Cette annonce marque un tournant dans sa carrière. S’il ne se retire pas totalement de la vie politique, il semble vouloir s’éloigner des turbulences locales pour se consacrer à des activités sur la scène internationale. Ce choix est motivé par une série d’événements survenus au cours des derniers mois, notamment des tensions internes au sein de l’APR et des défis politiques ayant émergé durant son mandat et après sa présidence.

Les tensions au sein de l’APR : des fractures irréparables ?

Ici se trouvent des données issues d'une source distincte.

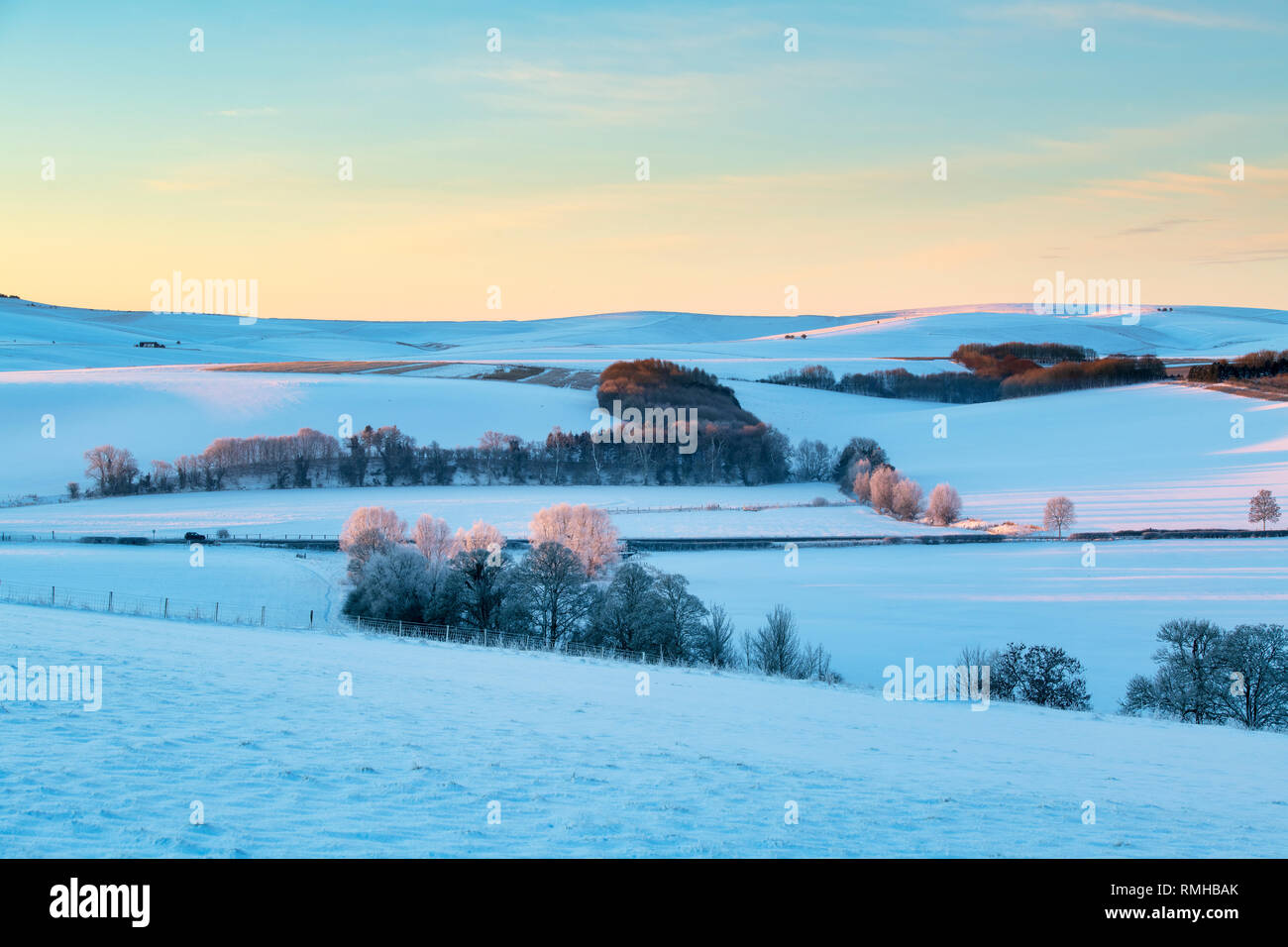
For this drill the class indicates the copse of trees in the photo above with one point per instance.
(1038, 352)
(1263, 364)
(550, 594)
(1038, 674)
(656, 382)
(996, 372)
(386, 457)
(1209, 676)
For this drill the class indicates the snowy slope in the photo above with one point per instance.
(1158, 455)
(870, 605)
(275, 513)
(40, 337)
(252, 725)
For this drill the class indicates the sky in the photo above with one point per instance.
(506, 183)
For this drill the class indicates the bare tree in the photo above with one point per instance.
(776, 647)
(481, 536)
(1254, 659)
(555, 583)
(370, 530)
(884, 482)
(114, 468)
(945, 505)
(588, 531)
(433, 538)
(1262, 509)
(713, 644)
(907, 501)
(1057, 514)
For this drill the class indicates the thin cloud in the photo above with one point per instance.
(245, 112)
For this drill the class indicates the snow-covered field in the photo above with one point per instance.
(250, 720)
(252, 725)
(233, 575)
(160, 414)
(277, 513)
(870, 605)
(876, 605)
(1158, 455)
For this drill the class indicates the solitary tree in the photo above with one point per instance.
(368, 531)
(555, 582)
(1059, 513)
(907, 502)
(945, 505)
(588, 531)
(1263, 509)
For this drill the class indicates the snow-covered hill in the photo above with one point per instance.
(252, 725)
(40, 337)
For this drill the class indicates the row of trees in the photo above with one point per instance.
(992, 377)
(386, 457)
(567, 587)
(1263, 364)
(863, 470)
(1209, 676)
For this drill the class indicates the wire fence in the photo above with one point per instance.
(153, 605)
(459, 634)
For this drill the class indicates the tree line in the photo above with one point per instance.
(568, 587)
(996, 372)
(1206, 674)
(1263, 364)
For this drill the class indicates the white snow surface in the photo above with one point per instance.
(250, 723)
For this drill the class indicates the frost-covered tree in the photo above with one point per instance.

L’un des épisodes les plus marquants des récents déboires politiques de Macky Sall reste sans doute la désignation d’Amadou Ba comme candidat à la Présidentielle de 2024. Ce choix n’a pas fait l’unanimité au sein de l’APR où de nombreux cadres historiques avaient conseillé au chef du parti (Macky Sall) de ne pas en faire son dauphin.

Les divisions étaient palpables : d’un côté, les pro-Amadou Ba, convaincus de sa capacité à poursuivre l’héritage du président sortant ; de l’autre, les opposants, estimant que cette décision accentuerait les fractures internes.

Ces tensions avaient poussé certains membres influents de l’APR à boycotter la campagne présidentielle, refusant de soutenir Amadou Ba. Ce dernier, fragilisé par un départ timide dans la course électorale, avait dû solliciter une rencontre avec Macky Sall pour obtenir son soutien. Selon certaines sources, cette audience, tenue à Dakar, visait à réconcilier les deux hommes et à obtenir un appui symbolique de l’ancien chef de l’État.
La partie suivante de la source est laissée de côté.